Not really a food at all but something that started life as a cheap, substandard imitation of butter. Something that food manufacturers found they could portray and engineer as being healthier than butter, playing on the unfounded hype about cholesterol. Notice how the packs cannily shout out the latest craze, at the moment it’s all Omega 3s and how much like butter the product is (I think they’re getting worried that it isn’t actually butter) and how sunny sunflowers are so good for our hearts. They say stuff like “With vegetable oils, seeds and whole grains” I somehow think they’ve missed one of the big benefits of whole grains, that being fibre, I don’t spot any whole grains in their tubs of gloop. All I see is artificially-coloured plastic spread. Yes they colour it yellow so we think of it as butter. They could just as easily colour it red or blue. They even have little heart-shaped pictures, implying that our hearts will become shiny and new by slathering this substance on our mass-produced bread.
Butter: A natural food.
Moving on then…
Food manufacturers are clever.

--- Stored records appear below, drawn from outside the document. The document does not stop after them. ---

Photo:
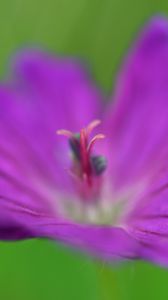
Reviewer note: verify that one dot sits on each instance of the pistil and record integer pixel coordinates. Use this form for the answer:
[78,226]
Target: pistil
[85,165]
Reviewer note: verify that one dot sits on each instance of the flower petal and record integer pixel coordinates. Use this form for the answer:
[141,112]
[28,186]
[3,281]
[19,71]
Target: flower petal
[32,157]
[138,120]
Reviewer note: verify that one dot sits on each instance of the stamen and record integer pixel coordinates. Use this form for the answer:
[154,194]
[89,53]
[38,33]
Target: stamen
[92,125]
[85,165]
[92,142]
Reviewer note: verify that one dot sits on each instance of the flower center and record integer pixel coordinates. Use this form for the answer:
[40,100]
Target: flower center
[86,167]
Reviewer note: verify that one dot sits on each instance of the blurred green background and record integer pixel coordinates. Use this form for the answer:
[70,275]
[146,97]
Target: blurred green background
[100,32]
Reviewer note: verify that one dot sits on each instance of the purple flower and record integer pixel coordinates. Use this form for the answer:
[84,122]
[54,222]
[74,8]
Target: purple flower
[107,197]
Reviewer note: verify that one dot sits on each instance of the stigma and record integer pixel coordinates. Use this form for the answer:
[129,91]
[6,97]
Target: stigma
[85,165]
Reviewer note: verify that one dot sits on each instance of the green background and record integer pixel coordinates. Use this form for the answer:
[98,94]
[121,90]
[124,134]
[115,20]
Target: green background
[99,31]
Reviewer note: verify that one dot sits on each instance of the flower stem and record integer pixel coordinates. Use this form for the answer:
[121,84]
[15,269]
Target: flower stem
[109,289]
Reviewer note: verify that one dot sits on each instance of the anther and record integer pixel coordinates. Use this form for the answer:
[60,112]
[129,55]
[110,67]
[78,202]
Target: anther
[99,164]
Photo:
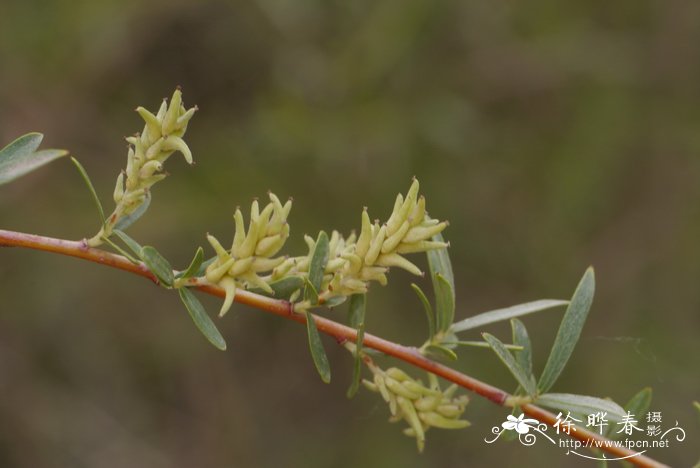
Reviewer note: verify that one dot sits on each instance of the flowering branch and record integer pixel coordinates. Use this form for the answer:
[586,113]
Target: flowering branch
[341,333]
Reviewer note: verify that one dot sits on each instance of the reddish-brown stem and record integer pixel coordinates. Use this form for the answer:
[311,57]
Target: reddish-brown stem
[341,333]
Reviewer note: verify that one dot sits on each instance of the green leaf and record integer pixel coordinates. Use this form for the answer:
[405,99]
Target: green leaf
[317,266]
[128,241]
[21,157]
[356,310]
[203,267]
[356,318]
[357,364]
[521,338]
[91,188]
[201,319]
[282,288]
[582,404]
[569,330]
[524,378]
[439,262]
[428,309]
[498,315]
[637,405]
[335,301]
[125,221]
[441,352]
[318,354]
[444,303]
[484,344]
[158,265]
[310,293]
[194,265]
[122,251]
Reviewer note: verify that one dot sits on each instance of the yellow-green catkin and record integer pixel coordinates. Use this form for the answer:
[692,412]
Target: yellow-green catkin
[420,406]
[160,138]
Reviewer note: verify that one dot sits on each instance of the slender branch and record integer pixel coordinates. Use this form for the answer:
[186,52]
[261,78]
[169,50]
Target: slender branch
[340,332]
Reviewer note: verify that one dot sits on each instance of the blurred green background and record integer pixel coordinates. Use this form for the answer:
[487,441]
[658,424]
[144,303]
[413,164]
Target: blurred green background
[552,136]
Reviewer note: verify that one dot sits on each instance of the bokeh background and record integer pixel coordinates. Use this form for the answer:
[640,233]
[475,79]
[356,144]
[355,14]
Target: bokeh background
[552,136]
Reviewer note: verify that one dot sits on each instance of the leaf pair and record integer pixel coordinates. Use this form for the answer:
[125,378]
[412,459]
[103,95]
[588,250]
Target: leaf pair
[567,337]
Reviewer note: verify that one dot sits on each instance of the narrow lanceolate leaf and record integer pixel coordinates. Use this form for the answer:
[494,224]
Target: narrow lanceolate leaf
[91,188]
[444,303]
[357,364]
[569,330]
[525,379]
[582,405]
[428,309]
[507,313]
[21,157]
[317,265]
[521,338]
[638,405]
[439,262]
[484,344]
[158,265]
[283,288]
[194,265]
[201,319]
[134,246]
[124,222]
[318,353]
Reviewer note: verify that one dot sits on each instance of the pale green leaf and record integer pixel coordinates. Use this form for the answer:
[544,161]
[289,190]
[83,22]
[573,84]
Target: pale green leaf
[569,330]
[317,266]
[356,310]
[444,303]
[21,157]
[158,265]
[125,221]
[582,405]
[521,375]
[357,364]
[484,344]
[91,188]
[128,241]
[201,319]
[507,313]
[441,352]
[318,353]
[638,405]
[428,309]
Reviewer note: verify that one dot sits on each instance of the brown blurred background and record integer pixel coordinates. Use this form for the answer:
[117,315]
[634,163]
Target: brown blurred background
[552,136]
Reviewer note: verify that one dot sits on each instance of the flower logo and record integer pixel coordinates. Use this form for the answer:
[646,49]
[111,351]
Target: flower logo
[520,424]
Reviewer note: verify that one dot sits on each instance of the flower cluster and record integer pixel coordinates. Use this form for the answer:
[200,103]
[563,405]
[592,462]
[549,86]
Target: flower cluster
[352,262]
[420,406]
[356,260]
[161,137]
[253,252]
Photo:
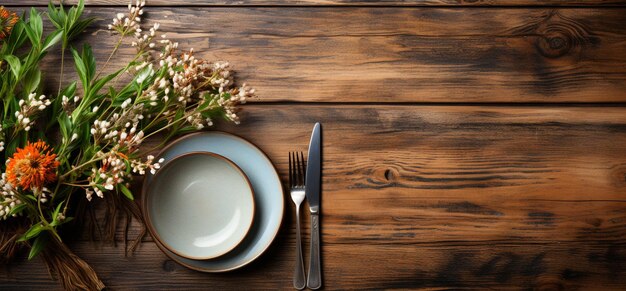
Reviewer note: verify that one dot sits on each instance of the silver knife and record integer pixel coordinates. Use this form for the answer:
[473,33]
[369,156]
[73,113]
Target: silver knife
[313,183]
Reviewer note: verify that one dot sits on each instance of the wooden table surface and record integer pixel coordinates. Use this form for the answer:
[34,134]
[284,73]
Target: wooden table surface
[468,144]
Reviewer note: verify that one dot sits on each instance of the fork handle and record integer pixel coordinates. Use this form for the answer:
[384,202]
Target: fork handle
[315,267]
[299,279]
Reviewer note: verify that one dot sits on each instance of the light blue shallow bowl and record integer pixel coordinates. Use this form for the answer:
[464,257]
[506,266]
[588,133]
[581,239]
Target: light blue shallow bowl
[268,196]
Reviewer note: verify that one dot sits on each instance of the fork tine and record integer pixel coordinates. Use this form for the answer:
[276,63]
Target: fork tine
[298,173]
[303,168]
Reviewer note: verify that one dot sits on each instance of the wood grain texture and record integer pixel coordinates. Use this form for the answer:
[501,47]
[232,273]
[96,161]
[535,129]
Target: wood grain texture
[401,55]
[339,2]
[433,197]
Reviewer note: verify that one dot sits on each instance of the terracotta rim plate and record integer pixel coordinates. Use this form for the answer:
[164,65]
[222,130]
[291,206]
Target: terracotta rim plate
[268,196]
[199,205]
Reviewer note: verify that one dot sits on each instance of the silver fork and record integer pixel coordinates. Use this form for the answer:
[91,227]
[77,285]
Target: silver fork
[296,185]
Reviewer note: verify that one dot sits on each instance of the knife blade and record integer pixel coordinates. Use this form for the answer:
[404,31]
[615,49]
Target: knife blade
[312,190]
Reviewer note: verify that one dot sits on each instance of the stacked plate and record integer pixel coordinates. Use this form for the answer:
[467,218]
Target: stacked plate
[216,204]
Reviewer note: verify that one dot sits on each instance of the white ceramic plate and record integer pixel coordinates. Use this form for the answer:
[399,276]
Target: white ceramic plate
[268,196]
[200,205]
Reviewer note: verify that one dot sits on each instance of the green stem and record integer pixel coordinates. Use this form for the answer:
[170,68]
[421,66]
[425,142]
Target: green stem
[62,67]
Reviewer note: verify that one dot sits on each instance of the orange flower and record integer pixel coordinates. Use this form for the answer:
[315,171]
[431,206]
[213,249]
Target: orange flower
[7,20]
[33,166]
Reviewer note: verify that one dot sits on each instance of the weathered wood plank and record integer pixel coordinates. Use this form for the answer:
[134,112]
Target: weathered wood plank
[429,197]
[340,2]
[403,55]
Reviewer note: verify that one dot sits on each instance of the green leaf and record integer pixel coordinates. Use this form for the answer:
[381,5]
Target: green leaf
[90,62]
[81,70]
[126,192]
[15,65]
[38,246]
[54,15]
[32,36]
[52,39]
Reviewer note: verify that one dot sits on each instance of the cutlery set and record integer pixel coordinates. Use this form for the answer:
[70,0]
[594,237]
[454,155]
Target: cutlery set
[306,183]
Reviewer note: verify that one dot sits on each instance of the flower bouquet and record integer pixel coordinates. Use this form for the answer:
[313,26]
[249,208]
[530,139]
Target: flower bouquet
[65,146]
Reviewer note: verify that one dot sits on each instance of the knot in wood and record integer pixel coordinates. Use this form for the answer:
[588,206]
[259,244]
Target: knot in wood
[560,35]
[557,35]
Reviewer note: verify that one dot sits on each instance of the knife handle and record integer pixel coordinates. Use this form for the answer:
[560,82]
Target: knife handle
[315,268]
[299,279]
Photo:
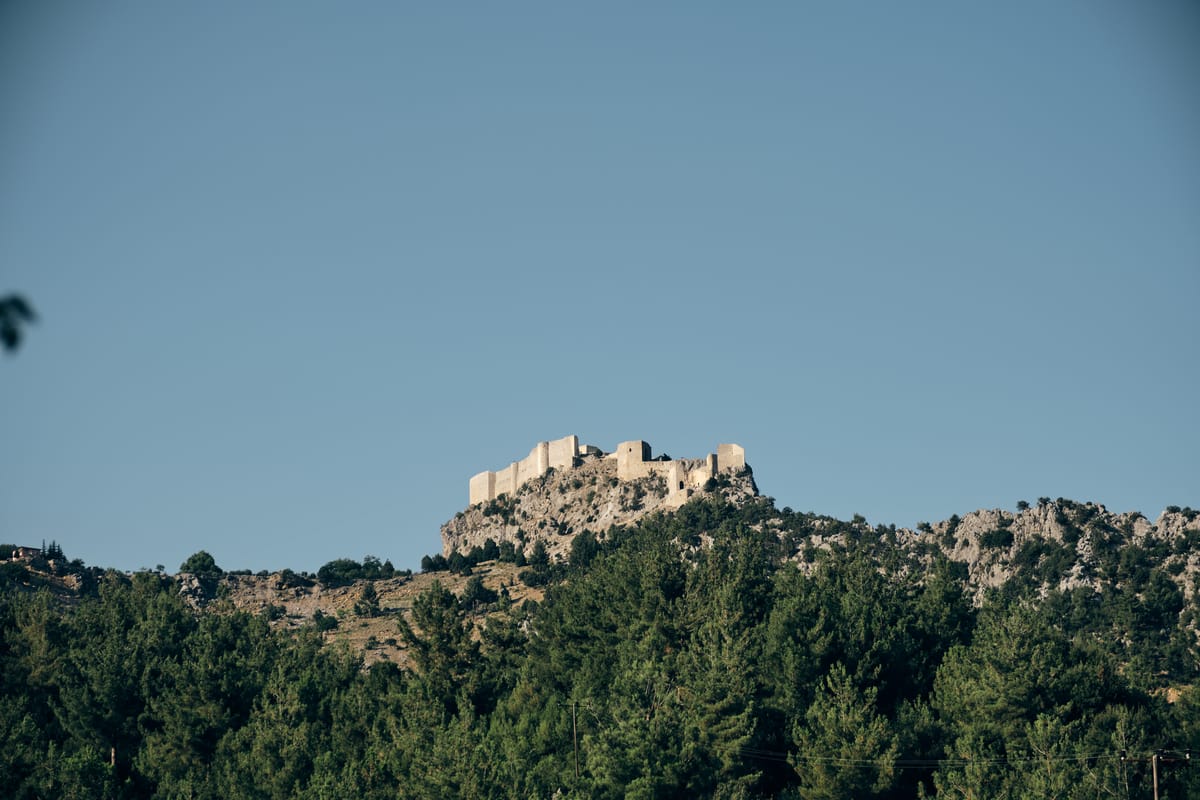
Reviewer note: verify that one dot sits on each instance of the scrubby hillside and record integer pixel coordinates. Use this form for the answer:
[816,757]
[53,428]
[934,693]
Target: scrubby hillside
[725,649]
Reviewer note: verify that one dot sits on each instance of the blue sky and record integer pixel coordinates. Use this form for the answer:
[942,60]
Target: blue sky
[304,268]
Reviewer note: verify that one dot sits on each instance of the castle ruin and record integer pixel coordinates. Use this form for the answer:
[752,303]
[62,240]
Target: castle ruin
[634,461]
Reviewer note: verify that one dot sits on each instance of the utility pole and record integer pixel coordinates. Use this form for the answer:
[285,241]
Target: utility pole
[575,745]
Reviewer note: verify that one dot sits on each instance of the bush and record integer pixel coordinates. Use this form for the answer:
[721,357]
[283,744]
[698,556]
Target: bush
[201,563]
[996,537]
[475,594]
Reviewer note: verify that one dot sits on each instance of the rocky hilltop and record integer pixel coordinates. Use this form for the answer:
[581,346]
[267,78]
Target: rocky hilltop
[556,506]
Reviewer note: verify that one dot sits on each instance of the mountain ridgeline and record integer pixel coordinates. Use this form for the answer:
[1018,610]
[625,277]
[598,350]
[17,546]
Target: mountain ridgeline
[726,649]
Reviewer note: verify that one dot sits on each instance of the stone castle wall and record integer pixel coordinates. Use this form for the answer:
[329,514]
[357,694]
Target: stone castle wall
[634,461]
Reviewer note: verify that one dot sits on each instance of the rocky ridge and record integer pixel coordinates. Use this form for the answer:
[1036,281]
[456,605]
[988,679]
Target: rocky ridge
[561,504]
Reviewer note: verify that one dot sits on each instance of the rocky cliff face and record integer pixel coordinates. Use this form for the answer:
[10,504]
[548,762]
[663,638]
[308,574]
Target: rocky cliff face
[1054,545]
[555,507]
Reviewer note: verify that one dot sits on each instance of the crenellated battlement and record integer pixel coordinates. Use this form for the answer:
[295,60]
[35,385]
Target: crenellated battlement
[634,461]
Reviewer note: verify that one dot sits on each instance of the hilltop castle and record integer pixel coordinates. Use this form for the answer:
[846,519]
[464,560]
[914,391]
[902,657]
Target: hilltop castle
[634,461]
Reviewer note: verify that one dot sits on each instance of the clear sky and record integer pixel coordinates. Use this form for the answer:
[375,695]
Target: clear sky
[304,268]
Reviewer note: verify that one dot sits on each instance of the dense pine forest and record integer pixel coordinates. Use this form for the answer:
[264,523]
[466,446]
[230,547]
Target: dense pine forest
[715,653]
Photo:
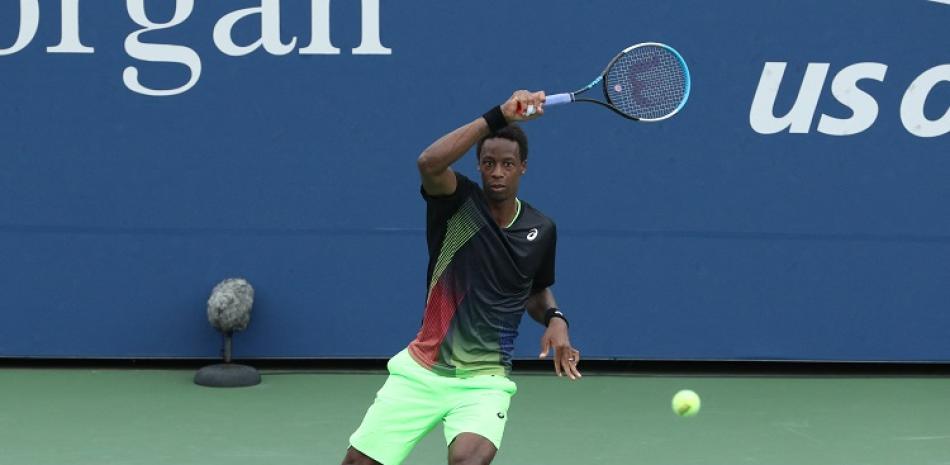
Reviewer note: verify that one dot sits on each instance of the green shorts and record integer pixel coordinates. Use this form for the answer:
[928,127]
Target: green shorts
[414,400]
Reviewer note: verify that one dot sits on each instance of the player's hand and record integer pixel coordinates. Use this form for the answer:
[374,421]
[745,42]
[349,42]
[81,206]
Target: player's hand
[523,106]
[566,357]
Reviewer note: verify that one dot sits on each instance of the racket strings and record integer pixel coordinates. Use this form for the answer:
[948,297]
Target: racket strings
[648,82]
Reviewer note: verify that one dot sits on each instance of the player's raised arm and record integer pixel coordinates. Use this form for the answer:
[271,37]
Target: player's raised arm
[434,163]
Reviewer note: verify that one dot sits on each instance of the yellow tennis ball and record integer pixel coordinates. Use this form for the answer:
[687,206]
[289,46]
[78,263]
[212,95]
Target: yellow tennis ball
[686,403]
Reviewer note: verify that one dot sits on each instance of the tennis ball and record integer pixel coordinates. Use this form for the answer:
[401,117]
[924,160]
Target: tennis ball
[686,403]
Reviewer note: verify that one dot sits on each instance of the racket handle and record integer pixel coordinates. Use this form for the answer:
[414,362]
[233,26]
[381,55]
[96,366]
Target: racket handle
[558,99]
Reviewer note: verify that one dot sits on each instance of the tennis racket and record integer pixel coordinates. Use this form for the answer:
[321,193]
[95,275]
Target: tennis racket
[645,82]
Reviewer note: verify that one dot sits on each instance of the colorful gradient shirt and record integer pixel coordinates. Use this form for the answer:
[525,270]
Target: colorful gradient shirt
[479,280]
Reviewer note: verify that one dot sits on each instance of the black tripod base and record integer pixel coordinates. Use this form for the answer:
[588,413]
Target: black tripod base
[228,375]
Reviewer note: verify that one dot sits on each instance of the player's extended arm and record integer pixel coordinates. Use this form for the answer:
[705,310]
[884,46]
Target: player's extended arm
[566,357]
[434,162]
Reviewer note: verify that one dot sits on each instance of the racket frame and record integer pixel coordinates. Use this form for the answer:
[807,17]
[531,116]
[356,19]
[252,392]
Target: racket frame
[602,80]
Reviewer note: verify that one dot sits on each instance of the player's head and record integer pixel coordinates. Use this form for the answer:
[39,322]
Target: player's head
[502,160]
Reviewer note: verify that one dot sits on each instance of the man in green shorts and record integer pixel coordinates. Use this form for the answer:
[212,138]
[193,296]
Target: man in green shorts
[491,258]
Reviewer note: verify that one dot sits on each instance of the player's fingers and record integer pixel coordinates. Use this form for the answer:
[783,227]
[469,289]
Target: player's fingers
[576,358]
[567,362]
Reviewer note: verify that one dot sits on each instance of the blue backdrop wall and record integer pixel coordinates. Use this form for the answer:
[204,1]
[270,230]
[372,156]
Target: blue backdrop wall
[796,208]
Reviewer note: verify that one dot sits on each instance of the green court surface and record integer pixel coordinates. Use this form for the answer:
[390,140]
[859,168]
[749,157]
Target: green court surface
[151,417]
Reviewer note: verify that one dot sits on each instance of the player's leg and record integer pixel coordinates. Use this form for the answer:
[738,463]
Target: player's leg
[355,457]
[475,425]
[471,449]
[405,410]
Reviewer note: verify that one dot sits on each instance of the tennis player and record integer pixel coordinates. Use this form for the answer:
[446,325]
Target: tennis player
[491,257]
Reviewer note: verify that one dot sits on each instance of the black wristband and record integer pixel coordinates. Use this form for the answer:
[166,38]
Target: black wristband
[553,312]
[495,119]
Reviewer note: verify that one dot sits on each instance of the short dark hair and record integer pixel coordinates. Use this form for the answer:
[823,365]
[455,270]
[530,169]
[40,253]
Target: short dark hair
[512,132]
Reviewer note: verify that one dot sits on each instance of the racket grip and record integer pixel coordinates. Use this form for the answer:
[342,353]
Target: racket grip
[558,99]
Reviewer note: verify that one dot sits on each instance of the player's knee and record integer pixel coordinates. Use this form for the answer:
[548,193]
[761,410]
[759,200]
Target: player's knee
[469,458]
[355,457]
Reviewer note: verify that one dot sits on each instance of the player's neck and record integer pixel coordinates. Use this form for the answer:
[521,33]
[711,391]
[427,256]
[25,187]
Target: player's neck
[505,212]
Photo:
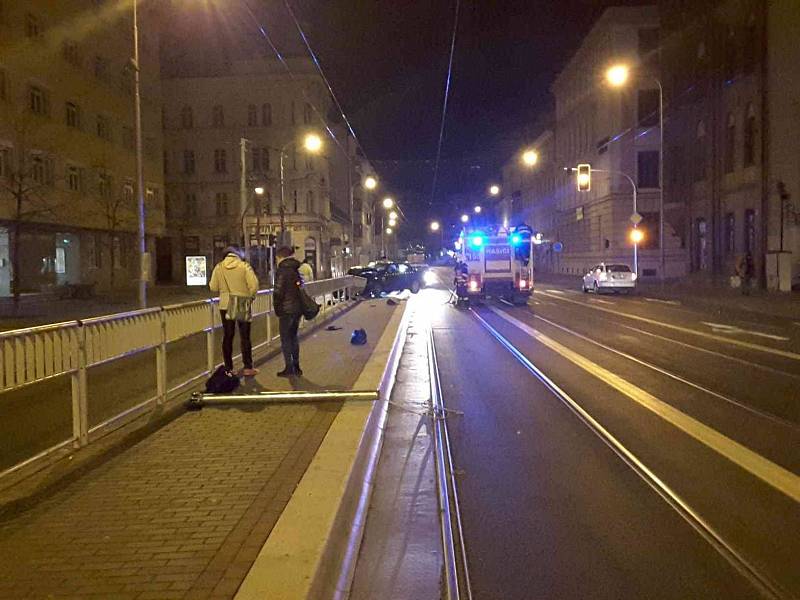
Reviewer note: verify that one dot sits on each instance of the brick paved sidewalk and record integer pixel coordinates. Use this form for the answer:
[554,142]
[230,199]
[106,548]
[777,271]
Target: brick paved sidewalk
[184,512]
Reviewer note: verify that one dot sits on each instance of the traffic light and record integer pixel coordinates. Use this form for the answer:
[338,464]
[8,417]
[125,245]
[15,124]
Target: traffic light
[584,178]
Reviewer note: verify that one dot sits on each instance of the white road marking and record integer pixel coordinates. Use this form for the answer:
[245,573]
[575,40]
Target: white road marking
[733,330]
[779,478]
[703,334]
[670,302]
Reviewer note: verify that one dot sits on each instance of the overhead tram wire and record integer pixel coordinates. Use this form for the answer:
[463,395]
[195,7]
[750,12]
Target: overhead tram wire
[444,103]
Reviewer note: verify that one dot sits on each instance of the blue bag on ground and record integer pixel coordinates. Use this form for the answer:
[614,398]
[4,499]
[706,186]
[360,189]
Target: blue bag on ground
[359,337]
[222,381]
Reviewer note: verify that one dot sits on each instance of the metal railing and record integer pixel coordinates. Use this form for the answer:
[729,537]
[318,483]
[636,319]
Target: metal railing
[162,341]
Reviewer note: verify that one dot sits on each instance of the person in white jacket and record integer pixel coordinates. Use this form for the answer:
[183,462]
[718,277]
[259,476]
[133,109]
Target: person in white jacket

They make their pseudo-foods seem nutritious by pumping in artificial vitamins and fortifying them right, left and centre. Hey presto, we get supposed nutrient-convenience. We don’t have to worry about getting nutrients from real food because we can buy orange juice or bread with added calcium, plastic-spread with added folic acid, and so on til the day we die, which might be sooner rather than later.
Funny how natural foods don’t come with a nutrient label, you don’t see butter’s nutrients or health benefits being shouted out on its packs. So let’s look at what’s in butter and margarine:
Ingredients: Milk or cream, salt if salted.
Ingredients: Water, Vegetable Oils, Salt, Emulsifiers, Flavourings, Preservative, Citric Acid, Colour.
*added – and further things are added according to the fad of the moment.
When the truth came out about the dangers of hydrogenated fats – that’s where manufacturers pump hydrogen into a liquid product to make it solid – the marge companies just re-engineered their gloop. Whatever scare comes out they just mess about with their plastic spread to make it fit the current hype. That’s the commercial beauty of manufactured foods.
“But I can’t spread butter!” I hear you cry. Well, try leaving it out of the fridge in a covered dish. Not everything has to live in the fridge and you will not die just from leaving your butter out on the side. Chances are you’ll get through it pretty sharpish anyway so it’s not going to sit there for weeks. I never put my butter back in the fridge and I never get food poisoning.
Beware though; all butters are not equal. Some butters are messed-with to make them more spreadable; some have water pumped into them giving them an odd spongey texture. Naturally churned butter, preferably from cows fed on grass has a gorgeous texture and taste and a deep yellow colour. Some of the European pale delicate butters are also amazing. I buy this Netherend Farm butter and always come back to it after trying others. Sometimes I make my own. It takes less than 15 minutes and all you need is cream and a bit of salt. Lush.
Time to throw out your spread and get start eating real food.